What are the best security controls and design patterns?

Question

What are the best security controls and design patterns?

There are many safety recommendations to tell programmers what not to do. What, in your opinion, is the best practice that should be followed when coding for good security?

Please add the suggested security / design control template below. The proposed format is a bold title that summarizes the idea, followed by a description and examples, for example:

Reject Default
Deny anything that is clearly not allowed ...

Please vote or comment on the improvements, and do not duplicate the existing answer. Please also put various templates and controls in your own answer, rather than adding an answer with 3 or 4 preferred controls.

edit: I create this community wiki to encourage voting.

+6

language-agnostic security design-patterns

frankodwyer Dec 21 '08 at 13:18

source share

17 answers

Charlie martin · Answer 1 · 2008-12-21T13:24:01+0000

The principle of least privilege - the process should contain only those privileges that it really needs, and should retain these privileges only for the shortest necessary time. So, for example, it is better to use sudo make install than su to open a shell and then work as a superuser.

Mike samuel · Answer 2 · 2008-12-22T01:01:37+0000

All of these ideas that people list (isolation, least privilege, white list) are tools.

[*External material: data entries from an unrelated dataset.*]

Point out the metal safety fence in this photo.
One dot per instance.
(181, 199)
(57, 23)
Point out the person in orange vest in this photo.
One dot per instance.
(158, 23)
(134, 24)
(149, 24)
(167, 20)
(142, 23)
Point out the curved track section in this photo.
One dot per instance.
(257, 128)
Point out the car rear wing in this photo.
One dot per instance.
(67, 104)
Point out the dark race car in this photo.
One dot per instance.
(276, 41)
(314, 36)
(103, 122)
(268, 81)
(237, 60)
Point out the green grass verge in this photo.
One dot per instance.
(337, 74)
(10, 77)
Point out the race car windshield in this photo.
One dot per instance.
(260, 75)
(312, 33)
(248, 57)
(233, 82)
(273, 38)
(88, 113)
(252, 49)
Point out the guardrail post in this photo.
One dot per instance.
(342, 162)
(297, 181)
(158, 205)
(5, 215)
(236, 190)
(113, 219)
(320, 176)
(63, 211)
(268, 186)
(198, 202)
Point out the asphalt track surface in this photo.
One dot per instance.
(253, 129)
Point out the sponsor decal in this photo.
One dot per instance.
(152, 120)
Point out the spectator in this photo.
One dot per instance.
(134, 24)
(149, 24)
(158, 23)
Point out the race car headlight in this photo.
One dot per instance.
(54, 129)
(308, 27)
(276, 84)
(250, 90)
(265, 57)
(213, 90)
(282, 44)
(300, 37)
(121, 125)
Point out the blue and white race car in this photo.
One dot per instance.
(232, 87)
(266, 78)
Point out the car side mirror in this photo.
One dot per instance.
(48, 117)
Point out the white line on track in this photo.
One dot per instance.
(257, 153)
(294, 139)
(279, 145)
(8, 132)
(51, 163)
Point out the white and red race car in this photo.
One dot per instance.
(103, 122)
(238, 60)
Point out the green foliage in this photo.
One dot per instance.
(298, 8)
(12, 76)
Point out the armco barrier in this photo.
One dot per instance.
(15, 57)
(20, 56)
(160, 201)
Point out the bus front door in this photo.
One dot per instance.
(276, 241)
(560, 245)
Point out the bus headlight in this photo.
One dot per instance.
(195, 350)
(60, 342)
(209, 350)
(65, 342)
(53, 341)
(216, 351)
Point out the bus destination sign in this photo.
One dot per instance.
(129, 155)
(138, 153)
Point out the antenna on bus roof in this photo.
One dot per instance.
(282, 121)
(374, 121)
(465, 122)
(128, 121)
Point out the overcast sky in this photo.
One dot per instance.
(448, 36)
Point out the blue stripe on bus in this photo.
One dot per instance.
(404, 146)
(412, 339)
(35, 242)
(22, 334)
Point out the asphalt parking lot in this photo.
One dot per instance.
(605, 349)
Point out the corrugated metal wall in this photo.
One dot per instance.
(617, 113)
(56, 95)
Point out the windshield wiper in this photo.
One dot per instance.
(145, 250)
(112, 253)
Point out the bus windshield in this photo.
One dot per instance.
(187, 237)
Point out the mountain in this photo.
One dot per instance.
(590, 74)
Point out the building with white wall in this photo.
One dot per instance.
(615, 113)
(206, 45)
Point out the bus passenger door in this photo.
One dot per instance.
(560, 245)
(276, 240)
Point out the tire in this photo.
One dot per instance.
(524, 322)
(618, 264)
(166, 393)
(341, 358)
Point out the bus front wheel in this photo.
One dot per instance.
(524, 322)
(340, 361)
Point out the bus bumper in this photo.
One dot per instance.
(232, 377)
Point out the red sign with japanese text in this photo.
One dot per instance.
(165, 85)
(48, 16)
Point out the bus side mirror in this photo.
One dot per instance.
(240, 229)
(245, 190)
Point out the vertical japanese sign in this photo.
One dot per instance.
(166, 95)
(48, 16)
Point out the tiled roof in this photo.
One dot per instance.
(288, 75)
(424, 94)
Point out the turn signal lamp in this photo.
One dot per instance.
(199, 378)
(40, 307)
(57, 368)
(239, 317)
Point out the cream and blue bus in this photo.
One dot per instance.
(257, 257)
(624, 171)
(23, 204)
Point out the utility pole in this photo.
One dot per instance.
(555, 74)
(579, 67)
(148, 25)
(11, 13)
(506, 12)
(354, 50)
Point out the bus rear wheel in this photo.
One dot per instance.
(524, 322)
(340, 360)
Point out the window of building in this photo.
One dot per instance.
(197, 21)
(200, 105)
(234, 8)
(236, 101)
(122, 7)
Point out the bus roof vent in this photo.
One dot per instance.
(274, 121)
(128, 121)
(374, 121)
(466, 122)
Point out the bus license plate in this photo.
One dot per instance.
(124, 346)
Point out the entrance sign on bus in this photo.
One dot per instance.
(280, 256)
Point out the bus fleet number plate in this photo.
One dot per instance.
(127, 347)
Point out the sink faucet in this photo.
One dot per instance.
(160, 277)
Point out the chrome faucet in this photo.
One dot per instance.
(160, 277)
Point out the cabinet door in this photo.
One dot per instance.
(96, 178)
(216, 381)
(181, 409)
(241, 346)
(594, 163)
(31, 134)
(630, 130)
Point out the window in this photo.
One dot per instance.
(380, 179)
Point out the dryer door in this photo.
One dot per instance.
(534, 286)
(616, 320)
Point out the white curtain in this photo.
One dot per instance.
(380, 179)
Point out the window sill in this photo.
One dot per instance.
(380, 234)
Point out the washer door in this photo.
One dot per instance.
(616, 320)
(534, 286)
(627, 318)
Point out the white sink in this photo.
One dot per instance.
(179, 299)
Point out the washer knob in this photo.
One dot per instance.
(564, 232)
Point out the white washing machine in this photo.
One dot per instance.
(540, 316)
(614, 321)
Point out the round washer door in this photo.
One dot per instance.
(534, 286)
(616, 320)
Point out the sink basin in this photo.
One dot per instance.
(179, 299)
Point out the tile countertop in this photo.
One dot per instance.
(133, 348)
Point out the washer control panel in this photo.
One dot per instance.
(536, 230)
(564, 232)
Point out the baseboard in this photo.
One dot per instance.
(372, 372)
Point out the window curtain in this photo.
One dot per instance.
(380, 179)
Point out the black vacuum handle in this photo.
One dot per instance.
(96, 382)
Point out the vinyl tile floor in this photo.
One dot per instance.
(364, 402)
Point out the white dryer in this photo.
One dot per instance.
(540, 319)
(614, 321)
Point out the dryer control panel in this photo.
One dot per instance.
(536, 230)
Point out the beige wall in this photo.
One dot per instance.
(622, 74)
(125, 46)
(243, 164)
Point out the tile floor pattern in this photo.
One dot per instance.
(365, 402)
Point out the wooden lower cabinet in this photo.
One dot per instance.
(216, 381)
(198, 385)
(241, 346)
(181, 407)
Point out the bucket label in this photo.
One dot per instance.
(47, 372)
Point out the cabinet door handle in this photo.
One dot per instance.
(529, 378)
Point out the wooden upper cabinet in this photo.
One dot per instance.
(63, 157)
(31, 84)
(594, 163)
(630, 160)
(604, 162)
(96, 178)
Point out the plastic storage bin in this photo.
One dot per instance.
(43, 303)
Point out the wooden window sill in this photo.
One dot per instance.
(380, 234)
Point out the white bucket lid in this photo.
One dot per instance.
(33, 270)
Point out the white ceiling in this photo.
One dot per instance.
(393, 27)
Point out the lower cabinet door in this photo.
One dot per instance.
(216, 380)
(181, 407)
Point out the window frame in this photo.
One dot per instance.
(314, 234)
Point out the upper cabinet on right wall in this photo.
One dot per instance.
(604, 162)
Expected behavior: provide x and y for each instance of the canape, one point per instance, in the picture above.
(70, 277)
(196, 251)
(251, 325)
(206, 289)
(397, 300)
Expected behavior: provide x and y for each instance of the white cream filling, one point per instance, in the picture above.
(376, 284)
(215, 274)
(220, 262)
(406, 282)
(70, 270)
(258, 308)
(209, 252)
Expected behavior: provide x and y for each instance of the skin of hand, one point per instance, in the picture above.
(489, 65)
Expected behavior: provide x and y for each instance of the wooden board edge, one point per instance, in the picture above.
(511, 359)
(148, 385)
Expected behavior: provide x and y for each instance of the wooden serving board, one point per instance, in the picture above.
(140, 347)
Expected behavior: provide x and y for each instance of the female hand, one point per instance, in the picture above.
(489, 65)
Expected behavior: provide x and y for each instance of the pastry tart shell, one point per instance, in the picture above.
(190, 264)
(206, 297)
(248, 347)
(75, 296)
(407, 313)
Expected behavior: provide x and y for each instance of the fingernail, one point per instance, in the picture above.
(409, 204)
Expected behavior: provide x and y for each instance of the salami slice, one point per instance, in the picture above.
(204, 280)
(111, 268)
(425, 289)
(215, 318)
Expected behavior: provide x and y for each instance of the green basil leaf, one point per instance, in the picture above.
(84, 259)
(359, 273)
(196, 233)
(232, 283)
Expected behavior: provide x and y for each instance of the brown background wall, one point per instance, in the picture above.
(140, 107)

But first you need to know what “security” means for your application. Often this means something like

Availability The program will not be able to serve one client because another client sent bad data.
Confidentiality The program will not pass one user data to another user.
Isolation . The program will not interact with data that the user did not intend to use.
Review The program, obviously, functions correctly - the desired property of the vote counter.
Safe Way : The user knows which entity they are interacting with.

Once you know what security means for your application, you can start developing around this.

One design practice, which is not mentioned as often as it is, is the facility .

Many secure systems must make authorization decisions - if this piece of code can access this file or open a socket for this machine.

Access control lists - one way to do this is to specify files that can be accessed. However, such systems require significant maintenance costs. They work in security agencies where people have permissions, and they work in databases, where a company deploys a database, hires a DBA. But they do not work well for secure end-user software, as the user often has neither the skills nor the inclination to constantly update lists.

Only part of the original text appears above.